God also gave them up to vile passions. Women and men leaving their natural state and engaging in sexual impurity with members of the same sex.
Romans 1:28, “And even as they did not like to retain God in their knowledge, God gave them over to a debased mind, to do those things which are not fitting;”
“Debased” is defined by Webster as “reduced in quality or value”.
When your computer’s file system gets all messed up, your computer slows down, and sometimes you start having problems. If you rebased your file system, the operating system goes through and puts things back into order and fixes the damaged areas.
Romans 12:2, “And do not be conformed to this world, but be transformed by the renewing of your mind, that you may prove what is that good and acceptable and perfect will of God.”
This is the key to rebasing (or renewing) your mind.
Acts 17:11, “these were more [fair-minded than those in Thessalonica, in that they received the word with all readiness, and searched the Scriptures daily to find out whether these things were so.”
How do you renew your mind? By searching the scriptures, reading and memorizing. Here in Acts we read about how the Bereans did this. Spending even a few minutes per day can make a huge difference in your life.
The final part of verse 2 tells us that not only did God give up Jehoiakim, he also delivered some of the articles of the house of God. What were these things?
2 Kings 24:13 talks a little bit about this, “And he carried out from there all the treasures of the house of the Lord and the treasures of the king’s house, and he cut in pieces all the articles of gold which Solomon king of Israel had made in the temple of the Lord, as the Lord had said.”
2 Kings 23-25 is a very good read about what was going on with Jehoiakim’s lineage and Judah at that time. Chapter 23 talks a bit about Josiah and leads into Jehoiakim and how he did evil in the eyes of God. Chapter 24 then focuses on Jehoiakim’s fall and Zedekiah’s reign and rebellion against Nebuchadnezzer. Chapter 25 then talks about the fall and captivity of Judah, and a great famine that was in the land. This famine was so bad there was no food for the people.
Reading through 2 Kings 23-25 can give you a clearer picture of what Daniel and his friends are doing in Babylon and why they were there.
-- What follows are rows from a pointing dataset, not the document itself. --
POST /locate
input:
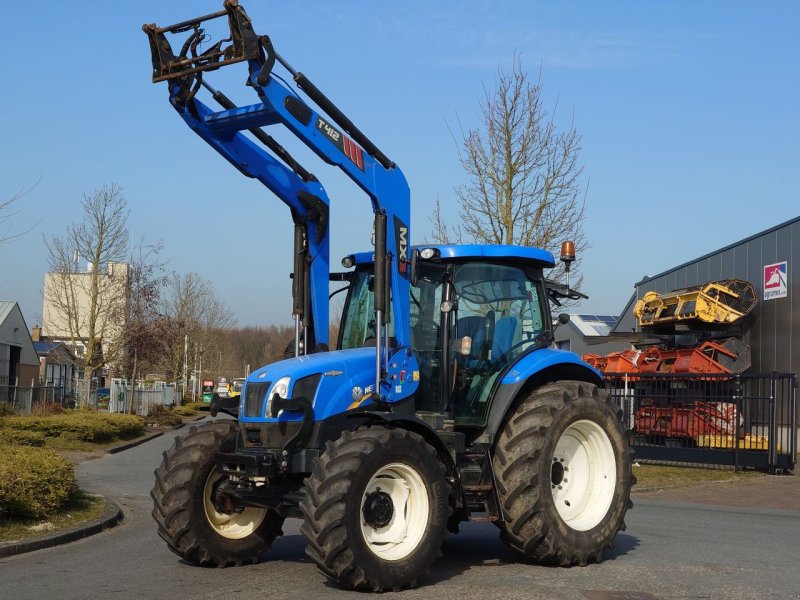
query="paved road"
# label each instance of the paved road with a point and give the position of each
(672, 550)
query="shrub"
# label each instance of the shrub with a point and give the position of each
(83, 425)
(163, 415)
(34, 482)
(13, 437)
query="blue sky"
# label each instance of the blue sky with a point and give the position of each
(688, 112)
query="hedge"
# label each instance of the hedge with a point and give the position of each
(80, 425)
(34, 482)
(14, 437)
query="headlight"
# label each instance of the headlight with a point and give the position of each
(281, 388)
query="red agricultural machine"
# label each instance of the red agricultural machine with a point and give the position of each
(686, 410)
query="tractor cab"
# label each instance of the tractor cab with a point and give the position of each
(475, 311)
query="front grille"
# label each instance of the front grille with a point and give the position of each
(254, 394)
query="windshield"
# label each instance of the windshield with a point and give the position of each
(359, 313)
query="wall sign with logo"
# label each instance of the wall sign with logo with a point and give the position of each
(776, 280)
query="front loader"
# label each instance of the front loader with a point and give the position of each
(444, 402)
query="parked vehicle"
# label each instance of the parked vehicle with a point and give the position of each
(445, 403)
(208, 390)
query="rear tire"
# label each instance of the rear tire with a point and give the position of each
(376, 509)
(563, 471)
(183, 503)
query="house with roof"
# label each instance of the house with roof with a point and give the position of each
(19, 364)
(57, 363)
(588, 334)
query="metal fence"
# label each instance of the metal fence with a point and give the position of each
(141, 398)
(738, 420)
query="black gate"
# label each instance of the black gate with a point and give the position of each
(738, 420)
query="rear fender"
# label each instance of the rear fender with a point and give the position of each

We’ll talk more about 70 years of captivity and when those 70 years were coming to an end when we study Daniel 9.
Practical application points for verses 1-2:
- Lack of obedience to God can result in hard consequences.
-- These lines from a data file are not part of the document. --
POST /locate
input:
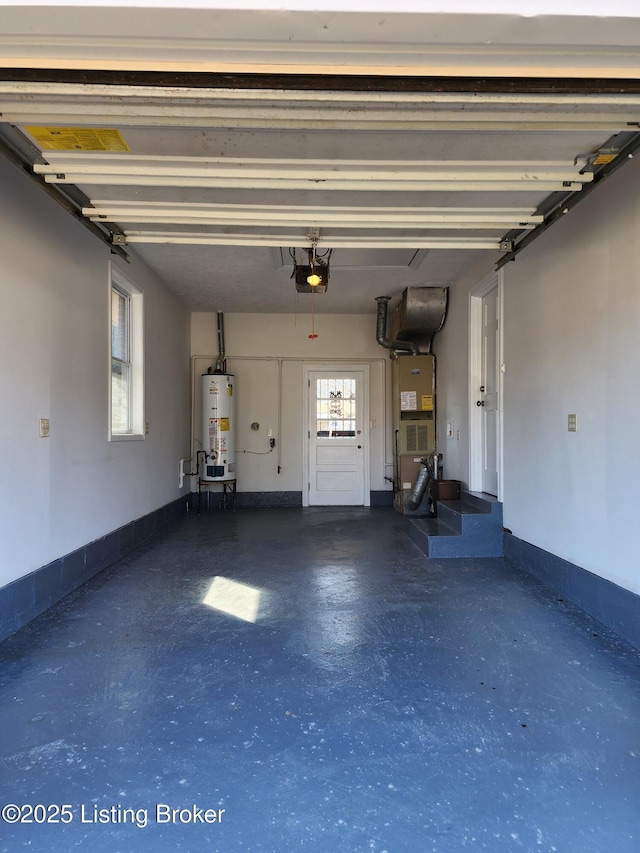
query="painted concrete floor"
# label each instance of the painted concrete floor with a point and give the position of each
(360, 698)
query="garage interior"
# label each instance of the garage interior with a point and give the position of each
(326, 667)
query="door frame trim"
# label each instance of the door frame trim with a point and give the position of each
(476, 295)
(354, 367)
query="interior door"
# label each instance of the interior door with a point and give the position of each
(336, 438)
(488, 392)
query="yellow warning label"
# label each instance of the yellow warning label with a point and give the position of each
(78, 138)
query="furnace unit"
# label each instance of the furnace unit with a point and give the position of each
(218, 462)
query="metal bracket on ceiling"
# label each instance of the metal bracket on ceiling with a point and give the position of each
(626, 144)
(15, 146)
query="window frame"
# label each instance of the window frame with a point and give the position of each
(121, 285)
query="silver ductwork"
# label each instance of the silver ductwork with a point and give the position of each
(420, 315)
(381, 330)
(428, 471)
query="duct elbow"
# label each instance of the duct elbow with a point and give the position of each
(381, 330)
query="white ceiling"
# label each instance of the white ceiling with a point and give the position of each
(219, 177)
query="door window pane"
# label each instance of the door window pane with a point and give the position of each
(335, 408)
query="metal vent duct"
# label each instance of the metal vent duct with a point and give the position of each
(420, 314)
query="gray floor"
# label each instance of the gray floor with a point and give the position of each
(357, 697)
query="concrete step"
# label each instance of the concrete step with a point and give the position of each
(470, 527)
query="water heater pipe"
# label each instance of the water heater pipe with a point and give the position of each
(221, 360)
(381, 330)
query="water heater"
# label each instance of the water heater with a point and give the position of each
(218, 428)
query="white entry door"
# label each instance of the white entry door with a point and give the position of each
(336, 438)
(488, 391)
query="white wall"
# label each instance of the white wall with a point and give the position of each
(60, 493)
(571, 345)
(572, 322)
(258, 347)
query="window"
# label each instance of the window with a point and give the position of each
(126, 356)
(335, 408)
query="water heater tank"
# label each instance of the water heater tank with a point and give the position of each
(218, 428)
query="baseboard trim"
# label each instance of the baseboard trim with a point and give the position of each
(29, 596)
(616, 607)
(212, 501)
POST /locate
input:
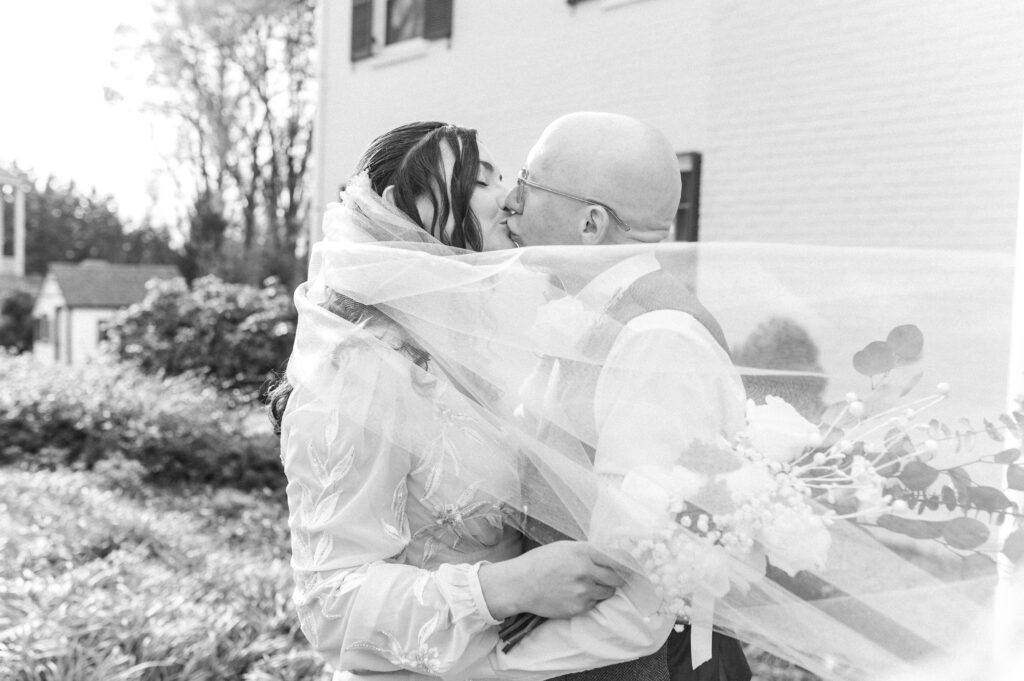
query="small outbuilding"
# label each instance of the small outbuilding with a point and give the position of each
(77, 298)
- God may deliver you into the hands of another master if your heart desires.
- God will let you go to your heart’s desires as a judgement.
- You need to be in the word of God daily renewing your mind.
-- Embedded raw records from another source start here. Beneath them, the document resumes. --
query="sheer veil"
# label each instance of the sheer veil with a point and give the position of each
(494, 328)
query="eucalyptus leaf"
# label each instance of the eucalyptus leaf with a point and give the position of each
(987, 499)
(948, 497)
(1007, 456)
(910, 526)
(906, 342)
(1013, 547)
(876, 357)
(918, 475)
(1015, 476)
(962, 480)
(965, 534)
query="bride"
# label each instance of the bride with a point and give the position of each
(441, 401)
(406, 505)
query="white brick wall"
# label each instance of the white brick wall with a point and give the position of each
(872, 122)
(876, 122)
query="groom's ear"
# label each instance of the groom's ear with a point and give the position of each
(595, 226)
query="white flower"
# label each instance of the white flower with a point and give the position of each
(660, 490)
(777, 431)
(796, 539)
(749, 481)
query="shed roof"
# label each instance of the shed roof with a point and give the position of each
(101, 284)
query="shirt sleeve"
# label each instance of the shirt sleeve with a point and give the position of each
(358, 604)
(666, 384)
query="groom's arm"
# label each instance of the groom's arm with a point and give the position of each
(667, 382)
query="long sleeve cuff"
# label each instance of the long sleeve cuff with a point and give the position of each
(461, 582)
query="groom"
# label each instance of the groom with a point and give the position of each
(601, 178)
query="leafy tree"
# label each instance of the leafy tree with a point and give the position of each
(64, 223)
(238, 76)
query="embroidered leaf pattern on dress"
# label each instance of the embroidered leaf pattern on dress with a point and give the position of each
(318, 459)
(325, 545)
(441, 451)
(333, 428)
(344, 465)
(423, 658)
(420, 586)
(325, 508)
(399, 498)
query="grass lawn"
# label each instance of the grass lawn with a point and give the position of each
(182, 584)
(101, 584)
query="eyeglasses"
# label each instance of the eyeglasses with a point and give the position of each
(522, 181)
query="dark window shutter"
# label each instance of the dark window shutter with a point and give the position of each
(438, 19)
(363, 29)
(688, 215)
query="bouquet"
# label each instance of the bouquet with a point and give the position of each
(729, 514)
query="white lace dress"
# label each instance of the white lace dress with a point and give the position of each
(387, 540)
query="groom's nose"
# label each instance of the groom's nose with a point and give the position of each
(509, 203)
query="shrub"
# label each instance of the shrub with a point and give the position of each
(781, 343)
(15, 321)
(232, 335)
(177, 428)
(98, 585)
Daniel 1:3-7, 3 Then the king instructed Ashpenaz, the master of his eunuchs, to bring some of the children of Israel and some of the king’s descendants and some of the nobles, 4 young men in whom there was no blemish, but good-looking, gifted in all wisdom, possessing knowledge and quick to understand, who had ability to serve in the king’s palace, and whom they might teach the language and literature of the Chaldeans. 5 And the king appointed for them a daily provision of the king’s delicacies and of the wine which he drank, and three years of training for them, so that at the end of that time they might serve before the king. 6 Now from among those of the sons of Judah were Daniel, Hananiah, Mishael, and Azariah. 7 To them the chief of the eunuchs gave names: he gave Daniel the name Belteshazzar; to Hananiah, Shadrach; to Mishael, Meshach; and to Azariah, Abed-Nego.
V3, We learn here that the captives Daniel and his friends are with could be under the handling of someone named Ashpenaz, the master of his (Nebuchadnezzar’s) eunuchs. This verse has brought on the popular assumption that Daniel and his friends were turned into eunuchs.
In case you’re asking “What is a eunuch?”, let’s explore what a eunuch is and how they came to be.
A eunuch is someone who has been castrated. Eunuchs were usually servants of the royal court. They were castrated to make them reliable and without distraction.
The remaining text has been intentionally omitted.